Covered call writing is a conservative option strategy that allows option sellers to earn income while they wait for current equity holdings to appreciate in value. Here are the advantages and key risk factors to consider, says Mike Scanlin of

When used in this context, the word writing means selling and the thing that you are selling is a call option. It is covered because you own the underlying stock at the time you sell the call option. (If you didn't own the underlying stock, you would be selling an uncovered or naked option.)

But What Is a Call Option?

A call option is a tradable security that gives the buyer the right to buy stock at a certain price on or before a certain date. Similarly, the seller of a call option is obligated to sell stock at a certain price by a certain date if the buyer chooses to exercise his right.

Options almost always control 100 shares of the underlying stock. So if you are the owner of one call option, you have the right to buy 100 shares of stock at a certain price by a certain date.

For example, if you owned a January 50 call option on XYZ stock, then you have the right to pay $50/share for 100 shares of XYZ stock any time you want between today and the third Friday in January (monthly options always expire on the third Friday).

See related: How to Trade Options Expiration

If XYZ shoots to $75, you still have the right to buy 100 shares for $50 (a good deal for you). In exchange for this right, you pay the option seller some money when you buy the option.

Can You Lose When Buying Call Options?

In a word, yes. Should XYZ stock end up below $50 on expiration day, then your call option expires and you have forfeited the money you paid to the option seller. In fact, most options held to maturity expire worthless. Because of this, we believe it is better to be the seller of options than the buyer of options.

NEXT: Important Risk Factors to Consider


What Are the Risks of Selling (Writing) Call Options?

As the seller of a call option, you are taking on the obligation of having to deliver stock to the buyer if the buyer so chooses. The risk is that the stock shoots way above your agreed-upon strike price. If it does, then you have to deliver stock at below market value to the buyer of the call option.

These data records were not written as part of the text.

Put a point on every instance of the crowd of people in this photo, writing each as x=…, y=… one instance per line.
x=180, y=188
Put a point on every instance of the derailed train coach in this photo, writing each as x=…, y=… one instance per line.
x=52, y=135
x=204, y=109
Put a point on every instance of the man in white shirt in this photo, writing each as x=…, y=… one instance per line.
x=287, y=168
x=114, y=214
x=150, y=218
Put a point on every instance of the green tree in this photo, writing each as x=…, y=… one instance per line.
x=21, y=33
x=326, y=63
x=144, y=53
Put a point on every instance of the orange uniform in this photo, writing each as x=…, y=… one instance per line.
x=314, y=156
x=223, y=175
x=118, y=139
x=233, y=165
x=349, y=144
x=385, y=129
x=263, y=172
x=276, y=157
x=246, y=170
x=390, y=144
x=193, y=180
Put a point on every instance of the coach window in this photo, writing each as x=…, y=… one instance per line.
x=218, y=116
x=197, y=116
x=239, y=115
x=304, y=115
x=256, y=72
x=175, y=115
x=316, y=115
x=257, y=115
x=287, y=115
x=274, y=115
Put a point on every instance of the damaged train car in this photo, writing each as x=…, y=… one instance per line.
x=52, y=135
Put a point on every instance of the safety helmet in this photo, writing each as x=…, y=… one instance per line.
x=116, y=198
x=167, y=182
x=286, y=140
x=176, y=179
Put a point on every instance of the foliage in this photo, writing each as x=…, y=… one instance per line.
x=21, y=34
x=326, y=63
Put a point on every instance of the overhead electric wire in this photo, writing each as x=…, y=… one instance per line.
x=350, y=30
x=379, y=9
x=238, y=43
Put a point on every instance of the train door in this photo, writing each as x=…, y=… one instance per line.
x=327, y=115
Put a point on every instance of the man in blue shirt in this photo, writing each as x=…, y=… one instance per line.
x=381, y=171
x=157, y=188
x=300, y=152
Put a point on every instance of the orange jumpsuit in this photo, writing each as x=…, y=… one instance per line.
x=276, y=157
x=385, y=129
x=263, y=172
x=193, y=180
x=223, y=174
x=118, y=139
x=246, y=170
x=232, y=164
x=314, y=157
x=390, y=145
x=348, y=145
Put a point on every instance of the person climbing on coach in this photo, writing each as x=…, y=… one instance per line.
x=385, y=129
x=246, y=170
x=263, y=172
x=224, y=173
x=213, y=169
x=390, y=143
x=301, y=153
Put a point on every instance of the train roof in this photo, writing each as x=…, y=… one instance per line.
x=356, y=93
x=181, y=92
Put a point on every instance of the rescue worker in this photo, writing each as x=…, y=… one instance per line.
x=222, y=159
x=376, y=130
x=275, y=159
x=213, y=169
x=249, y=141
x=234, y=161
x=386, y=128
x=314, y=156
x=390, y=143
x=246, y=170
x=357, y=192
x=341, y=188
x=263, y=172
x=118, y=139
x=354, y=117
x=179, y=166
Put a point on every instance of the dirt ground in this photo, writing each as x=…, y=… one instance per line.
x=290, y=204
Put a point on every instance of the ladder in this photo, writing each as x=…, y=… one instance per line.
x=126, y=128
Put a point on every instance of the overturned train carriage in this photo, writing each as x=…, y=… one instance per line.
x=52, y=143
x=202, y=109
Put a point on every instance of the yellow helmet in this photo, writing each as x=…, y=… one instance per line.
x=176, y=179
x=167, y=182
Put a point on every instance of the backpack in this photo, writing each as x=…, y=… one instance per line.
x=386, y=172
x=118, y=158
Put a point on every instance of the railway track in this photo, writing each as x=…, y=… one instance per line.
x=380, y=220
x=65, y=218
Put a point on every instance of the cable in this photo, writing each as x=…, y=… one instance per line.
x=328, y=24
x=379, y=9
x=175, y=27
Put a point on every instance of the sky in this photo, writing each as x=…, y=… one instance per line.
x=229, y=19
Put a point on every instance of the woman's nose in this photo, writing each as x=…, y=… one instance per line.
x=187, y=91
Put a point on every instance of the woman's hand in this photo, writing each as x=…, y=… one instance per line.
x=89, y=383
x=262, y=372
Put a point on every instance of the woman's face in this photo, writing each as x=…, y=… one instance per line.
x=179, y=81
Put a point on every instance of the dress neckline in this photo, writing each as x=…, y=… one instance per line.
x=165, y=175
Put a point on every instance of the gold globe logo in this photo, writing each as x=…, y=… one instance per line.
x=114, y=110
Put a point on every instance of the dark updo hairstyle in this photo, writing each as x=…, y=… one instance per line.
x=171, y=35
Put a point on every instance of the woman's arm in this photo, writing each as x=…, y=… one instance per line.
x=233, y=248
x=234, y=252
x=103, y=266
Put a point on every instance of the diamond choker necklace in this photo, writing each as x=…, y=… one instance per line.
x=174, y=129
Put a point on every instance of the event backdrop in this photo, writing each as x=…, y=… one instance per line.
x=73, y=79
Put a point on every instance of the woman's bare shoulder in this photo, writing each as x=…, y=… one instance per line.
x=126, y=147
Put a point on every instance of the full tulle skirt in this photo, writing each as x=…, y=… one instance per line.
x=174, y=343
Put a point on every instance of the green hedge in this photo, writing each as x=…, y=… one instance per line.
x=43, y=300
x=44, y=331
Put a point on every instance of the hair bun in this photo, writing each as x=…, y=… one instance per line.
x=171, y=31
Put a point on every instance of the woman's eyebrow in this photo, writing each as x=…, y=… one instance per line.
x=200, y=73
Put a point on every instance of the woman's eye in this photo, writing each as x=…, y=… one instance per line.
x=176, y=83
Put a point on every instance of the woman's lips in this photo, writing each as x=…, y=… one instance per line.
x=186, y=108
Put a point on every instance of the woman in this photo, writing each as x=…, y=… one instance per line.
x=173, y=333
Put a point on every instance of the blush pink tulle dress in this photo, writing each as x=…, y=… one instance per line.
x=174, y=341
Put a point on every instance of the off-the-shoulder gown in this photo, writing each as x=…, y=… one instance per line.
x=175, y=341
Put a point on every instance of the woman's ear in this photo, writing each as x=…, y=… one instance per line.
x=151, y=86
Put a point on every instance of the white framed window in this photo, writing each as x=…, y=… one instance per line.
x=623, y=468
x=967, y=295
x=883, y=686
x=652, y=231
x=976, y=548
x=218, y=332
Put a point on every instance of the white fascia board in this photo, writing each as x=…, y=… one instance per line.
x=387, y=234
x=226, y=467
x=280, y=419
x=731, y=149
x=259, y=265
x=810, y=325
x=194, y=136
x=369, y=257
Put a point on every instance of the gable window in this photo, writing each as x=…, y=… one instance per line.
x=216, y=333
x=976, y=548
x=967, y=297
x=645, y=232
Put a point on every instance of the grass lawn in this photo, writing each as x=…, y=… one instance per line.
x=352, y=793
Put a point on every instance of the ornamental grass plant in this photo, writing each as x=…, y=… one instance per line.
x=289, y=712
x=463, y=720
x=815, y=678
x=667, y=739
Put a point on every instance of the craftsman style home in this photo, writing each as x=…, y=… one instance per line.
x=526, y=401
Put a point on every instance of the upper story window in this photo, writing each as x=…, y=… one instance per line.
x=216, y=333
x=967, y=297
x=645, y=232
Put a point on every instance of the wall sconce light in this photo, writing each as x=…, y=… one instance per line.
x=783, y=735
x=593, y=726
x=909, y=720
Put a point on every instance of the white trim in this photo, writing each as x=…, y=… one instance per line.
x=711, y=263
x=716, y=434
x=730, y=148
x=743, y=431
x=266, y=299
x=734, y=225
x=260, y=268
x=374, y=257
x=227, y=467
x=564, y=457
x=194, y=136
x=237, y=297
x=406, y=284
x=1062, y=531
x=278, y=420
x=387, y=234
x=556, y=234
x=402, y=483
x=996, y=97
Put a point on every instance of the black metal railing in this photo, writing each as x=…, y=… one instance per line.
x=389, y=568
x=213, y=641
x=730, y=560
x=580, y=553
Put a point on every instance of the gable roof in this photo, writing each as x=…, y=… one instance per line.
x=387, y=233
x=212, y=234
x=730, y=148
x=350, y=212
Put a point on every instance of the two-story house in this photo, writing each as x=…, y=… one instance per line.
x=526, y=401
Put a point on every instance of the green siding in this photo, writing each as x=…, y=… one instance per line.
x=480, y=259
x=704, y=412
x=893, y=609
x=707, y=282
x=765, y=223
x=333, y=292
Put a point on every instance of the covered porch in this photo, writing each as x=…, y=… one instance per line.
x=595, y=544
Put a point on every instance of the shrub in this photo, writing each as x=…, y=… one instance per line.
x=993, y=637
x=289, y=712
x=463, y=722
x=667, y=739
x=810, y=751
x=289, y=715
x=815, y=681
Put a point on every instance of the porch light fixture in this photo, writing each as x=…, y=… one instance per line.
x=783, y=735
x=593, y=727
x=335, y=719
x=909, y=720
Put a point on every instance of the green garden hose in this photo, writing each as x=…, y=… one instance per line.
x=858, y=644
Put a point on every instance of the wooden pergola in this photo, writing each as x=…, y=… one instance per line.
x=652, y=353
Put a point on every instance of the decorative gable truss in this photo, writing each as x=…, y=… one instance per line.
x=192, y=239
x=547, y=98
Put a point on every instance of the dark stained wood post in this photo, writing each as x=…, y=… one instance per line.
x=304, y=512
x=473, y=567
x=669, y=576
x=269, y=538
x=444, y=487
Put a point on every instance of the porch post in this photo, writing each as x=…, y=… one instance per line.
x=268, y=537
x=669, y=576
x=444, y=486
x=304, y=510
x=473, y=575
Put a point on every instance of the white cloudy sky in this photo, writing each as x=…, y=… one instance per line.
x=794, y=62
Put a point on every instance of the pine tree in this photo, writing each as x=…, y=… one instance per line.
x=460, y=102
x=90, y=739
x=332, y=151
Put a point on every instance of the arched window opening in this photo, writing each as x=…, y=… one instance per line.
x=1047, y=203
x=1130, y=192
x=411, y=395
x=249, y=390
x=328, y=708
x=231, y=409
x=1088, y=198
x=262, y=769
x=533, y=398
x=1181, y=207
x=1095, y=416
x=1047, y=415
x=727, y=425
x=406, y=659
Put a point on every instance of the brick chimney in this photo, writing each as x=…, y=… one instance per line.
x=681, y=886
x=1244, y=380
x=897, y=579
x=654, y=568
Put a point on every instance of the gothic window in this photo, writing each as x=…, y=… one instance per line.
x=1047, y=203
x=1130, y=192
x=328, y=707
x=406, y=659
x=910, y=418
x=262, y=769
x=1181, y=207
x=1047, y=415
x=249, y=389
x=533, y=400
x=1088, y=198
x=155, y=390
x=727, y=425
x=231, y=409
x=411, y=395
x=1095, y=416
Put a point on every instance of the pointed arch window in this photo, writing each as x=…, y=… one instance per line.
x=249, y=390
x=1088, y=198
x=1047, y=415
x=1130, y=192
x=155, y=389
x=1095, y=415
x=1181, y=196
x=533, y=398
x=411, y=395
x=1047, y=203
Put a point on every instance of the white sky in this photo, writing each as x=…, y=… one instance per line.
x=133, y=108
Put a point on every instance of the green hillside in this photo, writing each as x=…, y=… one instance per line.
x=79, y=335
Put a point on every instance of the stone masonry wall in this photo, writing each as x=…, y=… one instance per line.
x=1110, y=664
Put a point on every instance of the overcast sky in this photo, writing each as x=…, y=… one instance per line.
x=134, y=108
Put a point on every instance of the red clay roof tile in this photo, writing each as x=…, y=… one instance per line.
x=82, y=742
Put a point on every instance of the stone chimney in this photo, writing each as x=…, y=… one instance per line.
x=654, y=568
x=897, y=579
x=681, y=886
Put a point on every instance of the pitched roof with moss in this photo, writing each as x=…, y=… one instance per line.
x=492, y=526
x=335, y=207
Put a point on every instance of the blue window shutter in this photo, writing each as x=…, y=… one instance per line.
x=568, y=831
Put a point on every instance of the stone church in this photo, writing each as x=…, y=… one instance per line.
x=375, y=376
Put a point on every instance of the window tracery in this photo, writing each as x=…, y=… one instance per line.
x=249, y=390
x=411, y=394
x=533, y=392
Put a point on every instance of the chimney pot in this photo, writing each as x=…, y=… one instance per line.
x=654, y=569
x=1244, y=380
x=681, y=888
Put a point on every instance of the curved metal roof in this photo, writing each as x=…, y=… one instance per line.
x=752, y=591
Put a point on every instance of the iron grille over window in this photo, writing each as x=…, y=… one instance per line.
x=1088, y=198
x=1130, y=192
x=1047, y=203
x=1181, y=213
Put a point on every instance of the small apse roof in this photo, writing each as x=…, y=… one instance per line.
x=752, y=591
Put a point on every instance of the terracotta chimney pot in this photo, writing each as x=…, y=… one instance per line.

If you owned the stock in advance, however, this is not a problem. Your obligation is covered from the moment you entered the trade. Here's an example:

Chris owns 100 shares of ABC stock trading at $22/share. He sells one call option with a strike price of $25 and receives $100.

Let's imagine that ABC stock has increased to $30 at expiration.

Because the option is in-the-money (i.e. stock price is higher than the option strike price) the buyer of the option will exercise his right and pay Chris $25/share (the strike price) for 100 shares.

Chris is left with $2600 (the $100 from selling the option and $2500 from selling his shares) and no stock. He didn't make as much as he could have (since the stock is now at $30), but he still made a profit (since he had $2200 of stock when he started and he now has $2600 in cash).

Another risk of covered calls is that the underlying stock drops in value. It's the same risk that buy and hold investors have, with the exception that the first part of any drop is covered by the call premium you received. Because of this, covered calls are less risky than a buy and hold strategy.

Now consider the uncovered, or naked, case:

Ricky does not own the stock, but he doesn't think ABC will go over $25 by the next option expiration date, so he sells a naked call option with a strike of $25 for $100.

To his horror, ABC is at $30 on expiration day and the option buyer is exercising his right to pay $25/share for 100 shares.

Ricky now has to go into the open market and pay $30/share for stock that he has to deliver at $25/share. He will lose $500 on that 100-share trade. He did receive $100 for the option he sold, so his net loss is $400.

This is the risk of selling naked options. What if ABC had gone to $40 or $60?

Covered Call Writing Is Conservative

Writing covered calls is an income-oriented strategy. You already own the stock, so you have protected yourself from the unlimited liability situation associated with naked call writing. If the stock shoots up, you will simply hand over your shares and receive cash in exchange.

You determine the strike price in advance and set it to something for which you would be comfortable selling your stock (although the higher the strike price, the lower the call premium you will receive).

If you own shares today, then you are already taking the equity risk. Why not make those shares work for you and generate some monthly income while you wait for the stock to appreciate?